Мальчик в мундире прусского офицера, глаза которого горели безумием? Кажется, так, но его безумие имело совершенно иную окраску – в нем чувствовались достоинство и сила, хотя и за ними угадывалась смерть. С фотографий, разложенных на столе, за которым они сидели, смотрели искривленные лица стареющего мужчины – что же, у него все ускользало из рук и оставалась только гримаса? Возможно, будь художник моложе… Тогда, пожалуй, с этим еще можно было бы смириться. Нет, с неприязнью подумал Ханеман, этот человек переступил незримую границу, за которой уже только распад. Клейст такого не сделал.

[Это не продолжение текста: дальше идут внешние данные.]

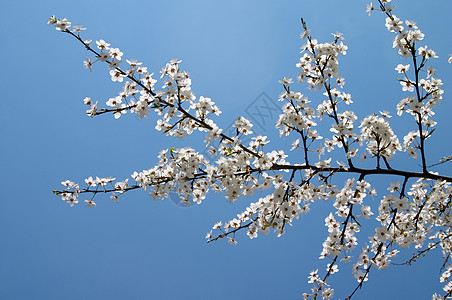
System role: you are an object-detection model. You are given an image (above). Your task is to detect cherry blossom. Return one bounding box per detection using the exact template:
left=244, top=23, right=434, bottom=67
left=48, top=0, right=452, bottom=299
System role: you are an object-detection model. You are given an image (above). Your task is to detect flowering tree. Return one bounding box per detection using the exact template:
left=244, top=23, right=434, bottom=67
left=48, top=0, right=452, bottom=299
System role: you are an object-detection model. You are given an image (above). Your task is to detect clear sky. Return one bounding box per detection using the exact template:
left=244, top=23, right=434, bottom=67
left=0, top=0, right=452, bottom=300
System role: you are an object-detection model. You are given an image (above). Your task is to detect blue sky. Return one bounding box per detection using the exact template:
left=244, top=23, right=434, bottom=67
left=0, top=0, right=452, bottom=299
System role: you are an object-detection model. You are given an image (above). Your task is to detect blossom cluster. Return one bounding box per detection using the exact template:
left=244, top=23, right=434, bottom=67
left=48, top=0, right=452, bottom=299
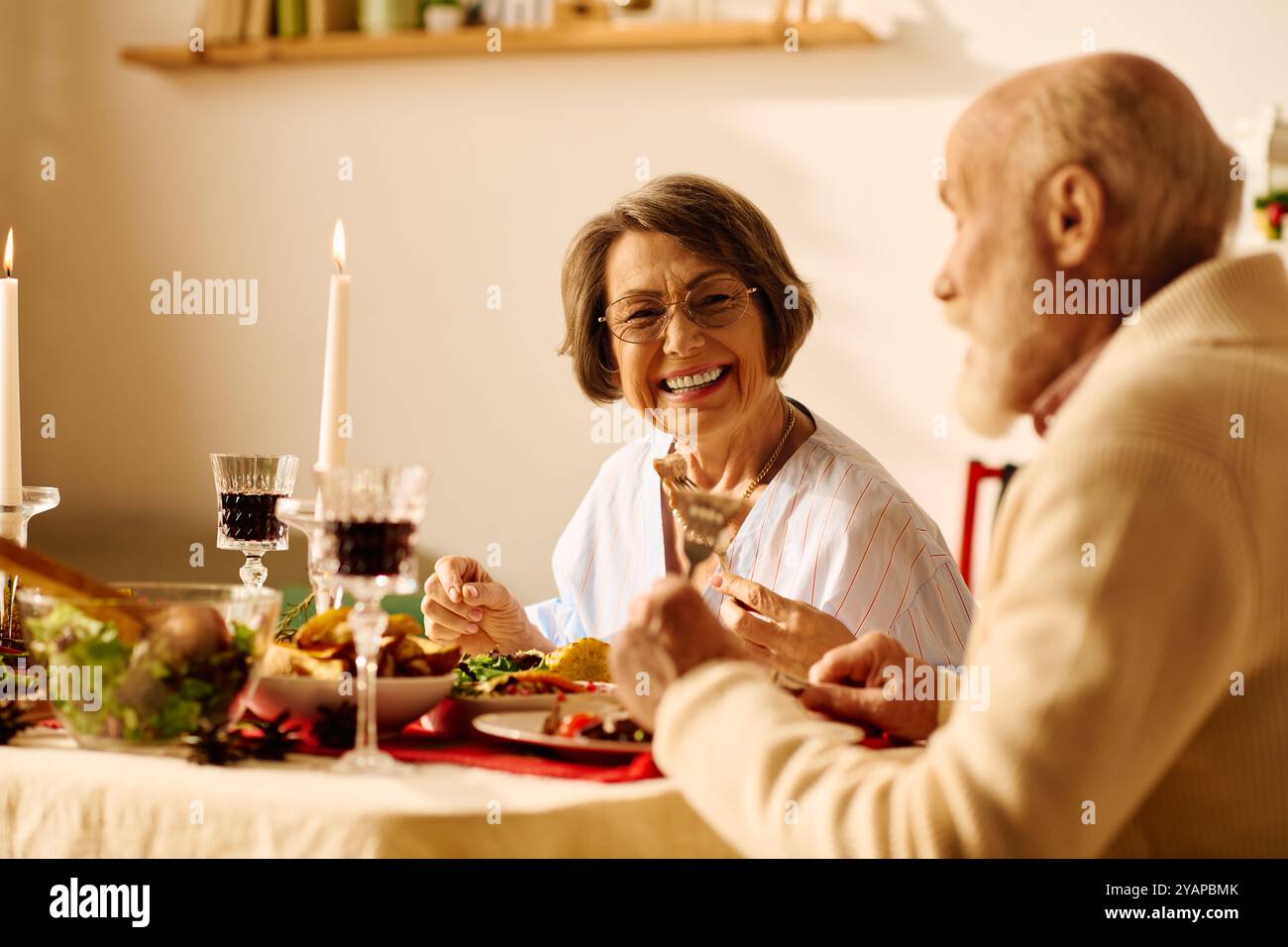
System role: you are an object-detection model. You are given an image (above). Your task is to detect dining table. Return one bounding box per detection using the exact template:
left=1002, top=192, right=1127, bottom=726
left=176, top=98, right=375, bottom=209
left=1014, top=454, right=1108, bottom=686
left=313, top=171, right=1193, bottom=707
left=0, top=727, right=738, bottom=858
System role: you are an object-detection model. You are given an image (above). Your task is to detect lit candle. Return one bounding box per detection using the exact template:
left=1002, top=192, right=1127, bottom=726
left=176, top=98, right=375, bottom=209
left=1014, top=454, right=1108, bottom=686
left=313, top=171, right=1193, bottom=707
left=0, top=227, right=22, bottom=515
left=317, top=220, right=349, bottom=471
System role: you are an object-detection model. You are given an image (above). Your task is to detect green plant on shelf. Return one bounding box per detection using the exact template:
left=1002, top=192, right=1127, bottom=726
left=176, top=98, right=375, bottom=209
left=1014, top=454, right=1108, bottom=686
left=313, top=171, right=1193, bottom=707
left=1253, top=191, right=1288, bottom=240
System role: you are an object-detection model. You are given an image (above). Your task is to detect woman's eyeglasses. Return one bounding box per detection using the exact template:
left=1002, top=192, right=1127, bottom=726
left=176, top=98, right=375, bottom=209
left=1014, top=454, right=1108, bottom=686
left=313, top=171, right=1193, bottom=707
left=599, top=277, right=756, bottom=344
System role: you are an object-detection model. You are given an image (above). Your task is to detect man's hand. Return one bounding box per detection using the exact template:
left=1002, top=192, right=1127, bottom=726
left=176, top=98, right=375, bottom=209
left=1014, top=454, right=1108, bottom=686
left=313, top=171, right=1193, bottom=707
left=420, top=556, right=554, bottom=655
left=802, top=631, right=939, bottom=740
left=711, top=575, right=854, bottom=678
left=609, top=576, right=747, bottom=730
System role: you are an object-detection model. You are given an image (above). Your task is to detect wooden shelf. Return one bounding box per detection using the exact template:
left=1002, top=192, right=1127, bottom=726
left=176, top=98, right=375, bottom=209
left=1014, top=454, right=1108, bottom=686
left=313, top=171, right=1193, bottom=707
left=121, top=20, right=877, bottom=69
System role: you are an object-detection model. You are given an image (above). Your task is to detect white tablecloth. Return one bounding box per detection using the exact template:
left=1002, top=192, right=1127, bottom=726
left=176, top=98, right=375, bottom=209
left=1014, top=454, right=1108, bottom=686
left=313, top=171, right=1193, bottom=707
left=0, top=730, right=735, bottom=858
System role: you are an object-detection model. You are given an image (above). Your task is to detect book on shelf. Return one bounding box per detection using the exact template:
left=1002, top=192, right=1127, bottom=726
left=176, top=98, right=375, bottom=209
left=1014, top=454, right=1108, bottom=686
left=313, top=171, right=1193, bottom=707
left=197, top=0, right=246, bottom=47
left=305, top=0, right=358, bottom=36
left=242, top=0, right=273, bottom=43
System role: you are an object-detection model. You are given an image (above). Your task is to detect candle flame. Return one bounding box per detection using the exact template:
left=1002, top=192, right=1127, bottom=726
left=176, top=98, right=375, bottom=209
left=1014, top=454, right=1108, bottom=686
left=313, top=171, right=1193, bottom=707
left=331, top=220, right=344, bottom=273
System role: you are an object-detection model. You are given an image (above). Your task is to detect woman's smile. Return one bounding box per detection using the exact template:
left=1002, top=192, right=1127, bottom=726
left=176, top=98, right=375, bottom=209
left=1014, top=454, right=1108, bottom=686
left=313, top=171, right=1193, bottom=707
left=656, top=364, right=737, bottom=403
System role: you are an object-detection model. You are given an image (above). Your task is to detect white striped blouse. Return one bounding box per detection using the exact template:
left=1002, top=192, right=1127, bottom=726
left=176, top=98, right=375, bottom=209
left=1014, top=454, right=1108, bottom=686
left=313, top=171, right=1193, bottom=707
left=528, top=401, right=975, bottom=665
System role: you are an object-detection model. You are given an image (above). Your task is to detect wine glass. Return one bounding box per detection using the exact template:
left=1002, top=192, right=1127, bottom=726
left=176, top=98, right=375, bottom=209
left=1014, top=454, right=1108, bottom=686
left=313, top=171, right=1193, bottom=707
left=318, top=467, right=429, bottom=773
left=210, top=454, right=300, bottom=588
left=275, top=496, right=344, bottom=614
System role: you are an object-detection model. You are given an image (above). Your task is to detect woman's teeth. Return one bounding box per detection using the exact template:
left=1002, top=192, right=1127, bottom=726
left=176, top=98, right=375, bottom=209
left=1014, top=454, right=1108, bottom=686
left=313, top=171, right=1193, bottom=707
left=662, top=366, right=725, bottom=391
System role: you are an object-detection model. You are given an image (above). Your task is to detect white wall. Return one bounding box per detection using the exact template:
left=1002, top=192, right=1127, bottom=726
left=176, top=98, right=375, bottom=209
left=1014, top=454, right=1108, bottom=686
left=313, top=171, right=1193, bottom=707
left=0, top=0, right=1288, bottom=598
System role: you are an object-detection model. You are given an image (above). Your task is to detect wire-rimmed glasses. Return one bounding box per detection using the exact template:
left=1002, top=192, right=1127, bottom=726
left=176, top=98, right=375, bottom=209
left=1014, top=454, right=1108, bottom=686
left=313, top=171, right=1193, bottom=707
left=599, top=275, right=757, bottom=344
left=318, top=467, right=429, bottom=773
left=210, top=454, right=300, bottom=588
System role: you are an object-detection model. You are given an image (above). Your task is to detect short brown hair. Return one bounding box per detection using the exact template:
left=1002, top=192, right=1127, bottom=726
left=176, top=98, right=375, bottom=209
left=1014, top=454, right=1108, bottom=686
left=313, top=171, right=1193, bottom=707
left=559, top=174, right=814, bottom=403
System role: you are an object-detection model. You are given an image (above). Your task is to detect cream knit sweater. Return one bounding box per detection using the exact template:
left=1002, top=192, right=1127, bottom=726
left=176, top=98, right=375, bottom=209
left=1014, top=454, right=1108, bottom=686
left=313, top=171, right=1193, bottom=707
left=656, top=256, right=1288, bottom=857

Он понимал, что корни ошибки – в недрах самого времени, что, шагнув на ту сторону, теряешь все…

Ханеман равнодушно разглядывал лицо, пляшущее на темных фотографиях. Подумал, что старость – страшная штука и что никому ее не избежать, хотя мужчина, на которого он смотрел, был не так уж стар. Но в какой момент это начинается? Пан Ю. бормотал: «Блестящий был человек. Невероятно талантливый, хотя, по мнению некоторых, что-то его корежило, толкало к шутовству. Но пусть бы попробовали сделать хоть часть того, что сделал он…»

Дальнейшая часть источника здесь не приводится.